至於顧雪兒本人,年紀正好,長的也不醜陋,霍家也沒有什麼可挑揀的。
紀老太太還將霍二郎叫到了萱華堂,當面仔細相看了。紀老太太對霍二郎也很滿意,小伙子年紀不大,人長的精神,且言談舉止都十分穩妥。
就是顧老舅在的時候,能給顧雪兒張羅親事,霍家也是不錯的選擇。
兩下滿意,紀二太太就帶著人開始籌備。
紀老太太親口說的話,顧雪兒有豐厚的嫁妝就好了,至於婚事卻不必鋪張操辦,反而是簡單一些的好。這樣一來,操辦起來就更容易了。
紀家在為顧雪兒操辦婚事,顧雪兒則由一個老嬤嬤帶著每天只在自己的屋子裡做針線、學習怎樣做人家的媳婦。

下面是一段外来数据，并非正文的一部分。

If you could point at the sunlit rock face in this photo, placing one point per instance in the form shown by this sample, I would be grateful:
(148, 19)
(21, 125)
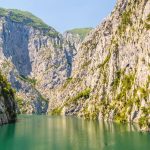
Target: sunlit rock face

在此期間,紀老太太還特意將顧雪兒叫到跟前,給顧雪兒看了她的嫁妝單子。顧雪兒只些許認得幾個字,紀老太太就讓人將嫁妝單子都念給了顧雪兒聽。
就是顧老舅還在,也不會給顧雪兒準備這樣豐厚的嫁妝。
顧雪兒似乎是被豐厚的嫁妝打動了,從此認了命,再也沒有說過什麼抱怨的話,對紀老太太、紀曉芸和紀曉棠等人都恢復了以往的態度。
順從、討好的有些誇張。
紀老太太只當是顧雪兒終於明白了事理,心中十分安慰。
顧雪兒和霍二郎的婚期,就定在二月初六。
進了二月,天氣漸漸回暖。
這天天氣晴好,紀曉棠閒暇無事,就在廊下一邊餵鸚鵡、八哥,一邊曬太陽。
程嬤嬤從院子外走了進來。到紀曉棠身邊行禮。她方才是按照紀曉棠的吩咐,往紀老太太那邊去了。顧雪兒的婚期臨近,所有的嫁妝都置辦好了,紀二太太那邊打發人來。讓程嬤嬤幫著看一看,紀曉棠就打發了程嬤嬤去。
「怎麼樣?」紀曉棠就問,問的自然是嫁妝的事。
「……二太太都準備的十分妥當,也沒有不合這邊風俗的東西,老太太十分歡喜。」程嬤嬤大概將萱華堂那邊的情形給紀曉棠說了一遍。
紀曉棠就點頭說好。
「祖母高興了。那顧雪兒呢?」紀曉棠餵完了鸚鵡、八哥,又慢慢地給一隻綠毛鸚鵡梳羽毛。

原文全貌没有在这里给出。